The more playgrounds you go to, the rarer it is to see a piece of equipment that you’ve never seen before. Toronto has a great diversity of playgrounds, but outside of the few custom-built playscapes at high-traffic places like Grange Park or High Park, it’s not often you find something distinctive.
With that in mind: Lee Centre Park.
The setting isn’t exactly beautiful; with the dull roar of the 401 coming from behind clone Toronto condo towers on a street called Corporate Drive (no kidding), it’s easy to feel like you’ve been plunked down into a late-20th century landscape designed by Radiohead’s art director.
But the dull inner-suburban setting is made up for by the unique play structure.
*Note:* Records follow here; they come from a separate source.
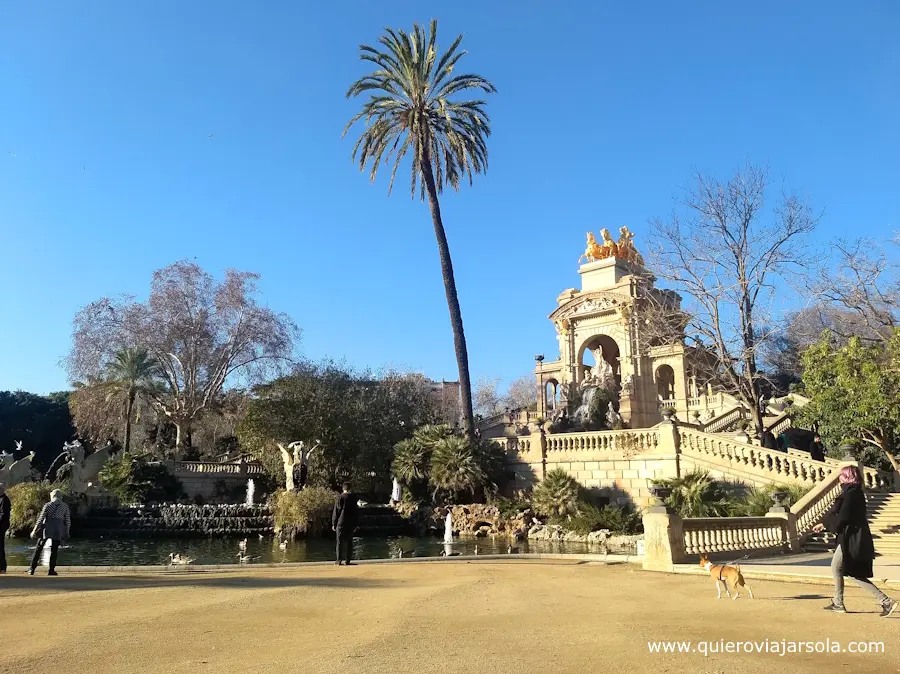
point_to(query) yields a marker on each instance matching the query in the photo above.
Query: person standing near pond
(5, 509)
(53, 524)
(855, 550)
(343, 522)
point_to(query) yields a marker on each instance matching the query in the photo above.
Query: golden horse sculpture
(623, 250)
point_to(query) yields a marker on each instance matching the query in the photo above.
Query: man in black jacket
(5, 508)
(855, 550)
(343, 521)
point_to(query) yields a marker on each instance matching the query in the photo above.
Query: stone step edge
(205, 568)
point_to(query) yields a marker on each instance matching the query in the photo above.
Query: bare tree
(202, 332)
(860, 293)
(729, 255)
(487, 400)
(521, 394)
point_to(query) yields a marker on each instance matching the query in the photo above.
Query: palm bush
(757, 501)
(136, 479)
(131, 375)
(557, 495)
(26, 499)
(305, 512)
(697, 494)
(455, 468)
It’s bright blue climber comprising nine towers, sitting in a neat three-by-three square, about two metres above ground level, connected by tunnels on the east/west axis and bridges on the north/south axis.
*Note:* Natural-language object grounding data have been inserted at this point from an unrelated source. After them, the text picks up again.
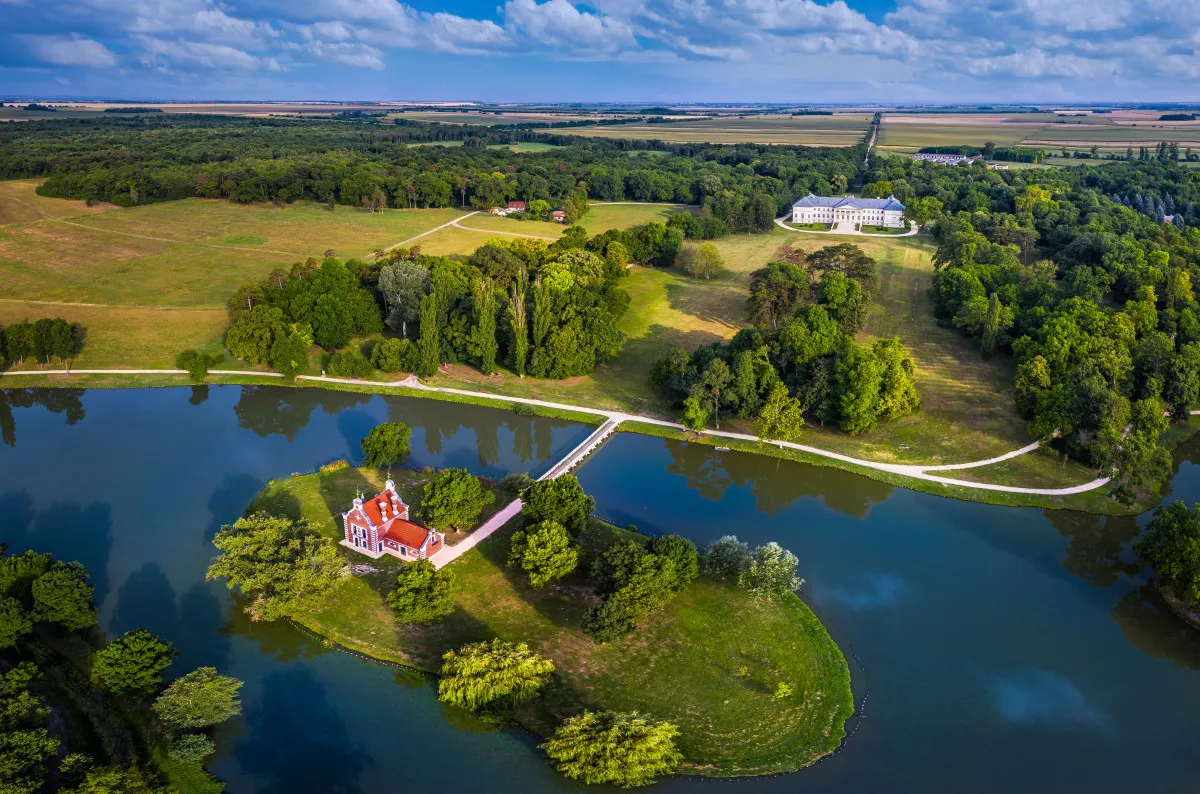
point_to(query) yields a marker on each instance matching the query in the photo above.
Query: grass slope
(682, 666)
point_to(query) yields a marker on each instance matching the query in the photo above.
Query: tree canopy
(199, 699)
(454, 499)
(424, 594)
(275, 561)
(622, 749)
(492, 675)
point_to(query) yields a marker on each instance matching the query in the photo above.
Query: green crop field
(840, 130)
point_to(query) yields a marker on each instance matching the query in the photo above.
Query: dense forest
(1089, 284)
(549, 311)
(81, 715)
(136, 158)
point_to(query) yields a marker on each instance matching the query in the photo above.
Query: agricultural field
(840, 130)
(907, 132)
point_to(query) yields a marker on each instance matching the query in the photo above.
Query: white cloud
(557, 24)
(165, 54)
(71, 50)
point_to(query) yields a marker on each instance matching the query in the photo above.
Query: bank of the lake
(997, 649)
(709, 661)
(1096, 500)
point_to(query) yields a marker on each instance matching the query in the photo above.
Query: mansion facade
(847, 209)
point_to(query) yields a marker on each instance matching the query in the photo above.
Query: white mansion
(833, 209)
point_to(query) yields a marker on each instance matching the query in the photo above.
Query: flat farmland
(1109, 132)
(840, 130)
(192, 253)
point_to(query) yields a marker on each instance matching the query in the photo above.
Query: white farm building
(833, 209)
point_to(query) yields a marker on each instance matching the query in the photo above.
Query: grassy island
(711, 661)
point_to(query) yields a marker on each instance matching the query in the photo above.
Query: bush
(197, 364)
(199, 699)
(683, 555)
(455, 499)
(424, 594)
(561, 499)
(191, 747)
(395, 355)
(726, 557)
(348, 364)
(489, 675)
(769, 571)
(133, 662)
(609, 747)
(544, 552)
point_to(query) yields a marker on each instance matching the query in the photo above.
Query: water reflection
(279, 410)
(1037, 696)
(298, 741)
(775, 483)
(1098, 552)
(873, 591)
(192, 621)
(57, 401)
(66, 529)
(1149, 624)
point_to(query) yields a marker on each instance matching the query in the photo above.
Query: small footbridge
(576, 456)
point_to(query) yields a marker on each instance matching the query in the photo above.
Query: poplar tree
(485, 325)
(520, 323)
(429, 346)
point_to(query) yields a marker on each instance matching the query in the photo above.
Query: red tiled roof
(407, 533)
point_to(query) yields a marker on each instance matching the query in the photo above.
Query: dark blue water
(997, 649)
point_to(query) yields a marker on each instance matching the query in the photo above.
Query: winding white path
(915, 470)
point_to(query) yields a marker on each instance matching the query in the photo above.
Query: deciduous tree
(610, 747)
(492, 675)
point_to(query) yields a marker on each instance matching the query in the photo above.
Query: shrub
(544, 552)
(561, 499)
(191, 747)
(489, 675)
(610, 747)
(197, 364)
(348, 364)
(199, 699)
(769, 571)
(683, 555)
(726, 557)
(455, 499)
(133, 662)
(395, 355)
(424, 594)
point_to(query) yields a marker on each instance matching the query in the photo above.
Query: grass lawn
(137, 338)
(681, 666)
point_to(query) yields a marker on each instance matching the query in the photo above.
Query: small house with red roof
(381, 525)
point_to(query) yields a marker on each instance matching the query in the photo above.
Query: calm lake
(995, 649)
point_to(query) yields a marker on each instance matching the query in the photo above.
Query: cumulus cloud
(71, 50)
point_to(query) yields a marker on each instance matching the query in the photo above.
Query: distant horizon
(671, 103)
(886, 52)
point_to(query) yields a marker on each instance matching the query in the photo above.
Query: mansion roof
(851, 203)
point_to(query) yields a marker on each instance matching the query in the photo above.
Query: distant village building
(847, 209)
(381, 525)
(943, 160)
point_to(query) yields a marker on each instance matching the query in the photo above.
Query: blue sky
(639, 50)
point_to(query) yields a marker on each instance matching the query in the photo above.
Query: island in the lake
(717, 655)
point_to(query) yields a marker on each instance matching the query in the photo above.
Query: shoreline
(1091, 498)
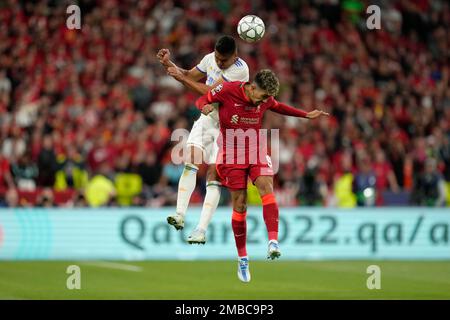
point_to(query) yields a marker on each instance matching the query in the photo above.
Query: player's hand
(176, 73)
(207, 109)
(164, 57)
(316, 113)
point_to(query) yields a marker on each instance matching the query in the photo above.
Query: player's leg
(210, 203)
(264, 184)
(186, 185)
(239, 226)
(213, 185)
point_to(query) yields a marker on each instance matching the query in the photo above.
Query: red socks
(239, 225)
(270, 213)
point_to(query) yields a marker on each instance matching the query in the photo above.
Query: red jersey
(241, 121)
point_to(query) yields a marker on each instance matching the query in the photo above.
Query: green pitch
(218, 280)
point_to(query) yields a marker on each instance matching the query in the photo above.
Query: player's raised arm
(175, 71)
(190, 79)
(287, 110)
(214, 95)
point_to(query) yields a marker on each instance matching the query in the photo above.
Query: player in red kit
(243, 152)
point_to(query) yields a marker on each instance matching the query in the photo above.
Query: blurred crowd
(86, 116)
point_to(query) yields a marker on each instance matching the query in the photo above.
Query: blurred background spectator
(90, 112)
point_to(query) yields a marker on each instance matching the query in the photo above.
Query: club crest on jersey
(234, 119)
(216, 89)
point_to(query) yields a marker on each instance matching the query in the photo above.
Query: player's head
(264, 86)
(225, 52)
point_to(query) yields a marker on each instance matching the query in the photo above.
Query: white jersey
(205, 131)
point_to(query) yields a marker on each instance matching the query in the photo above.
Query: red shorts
(235, 177)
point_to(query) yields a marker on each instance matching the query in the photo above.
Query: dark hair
(267, 80)
(225, 45)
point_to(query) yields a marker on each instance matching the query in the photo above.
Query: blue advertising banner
(142, 233)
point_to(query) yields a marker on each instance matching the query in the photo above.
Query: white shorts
(204, 135)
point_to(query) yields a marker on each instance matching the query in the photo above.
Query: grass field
(218, 280)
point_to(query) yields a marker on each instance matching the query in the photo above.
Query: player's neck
(247, 92)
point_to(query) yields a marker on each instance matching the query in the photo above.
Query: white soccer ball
(251, 28)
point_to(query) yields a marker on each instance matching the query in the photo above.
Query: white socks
(210, 204)
(186, 186)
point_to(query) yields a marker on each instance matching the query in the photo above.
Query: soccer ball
(251, 28)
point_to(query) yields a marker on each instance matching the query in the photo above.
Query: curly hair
(268, 81)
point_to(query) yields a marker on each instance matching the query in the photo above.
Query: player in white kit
(221, 65)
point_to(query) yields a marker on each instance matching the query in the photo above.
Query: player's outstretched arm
(190, 80)
(204, 103)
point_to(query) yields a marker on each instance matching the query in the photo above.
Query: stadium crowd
(86, 116)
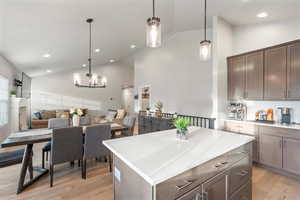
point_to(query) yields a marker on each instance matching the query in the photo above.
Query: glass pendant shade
(205, 50)
(77, 80)
(153, 32)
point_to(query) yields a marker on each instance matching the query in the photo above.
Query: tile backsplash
(254, 106)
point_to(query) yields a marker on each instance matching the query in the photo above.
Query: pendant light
(205, 45)
(92, 80)
(153, 30)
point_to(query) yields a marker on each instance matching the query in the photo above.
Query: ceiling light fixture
(153, 30)
(92, 80)
(205, 45)
(46, 55)
(262, 15)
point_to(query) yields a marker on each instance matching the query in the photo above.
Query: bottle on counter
(257, 116)
(270, 116)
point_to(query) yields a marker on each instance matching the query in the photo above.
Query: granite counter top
(161, 155)
(276, 124)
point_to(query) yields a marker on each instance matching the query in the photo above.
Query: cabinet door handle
(188, 182)
(284, 143)
(221, 164)
(280, 144)
(243, 173)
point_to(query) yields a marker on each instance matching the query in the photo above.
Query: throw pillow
(37, 115)
(110, 116)
(120, 114)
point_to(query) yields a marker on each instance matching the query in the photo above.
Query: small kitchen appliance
(284, 115)
(237, 111)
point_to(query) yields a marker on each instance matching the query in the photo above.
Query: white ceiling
(31, 28)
There are no slides, but it’s just so cool to see something so different, and I imagine that little ones would love exploring the structure. It’s really not like anything else we’ve come across in Toronto, and given that the manufacturer, Bel-Air Recreational Products, is now defunct, it’s unlikely that anything similar will pop up anywhere else. If I’m wrong and there’s one of these in your neighbourhood playground, please let me know.
In addition to the Blue Wonder, there’s a smaller Kompan structure, some swings, and a splash pad. I’m not sure if the wind was just a bit strong when we visited, or if the city had set the splash pad’s pressure on “exfoliant” or what, but the thing was shooting out water with what I can only describe as “fire hose enthusiasm.” Some nearby benches were getting absolutely soaked, and our car, parked a good 15 metres away, even had some mist on it by the time we left.
There’s not much else to do in the area, but this is a worthwhile playground to visit if you’re looking to see something different.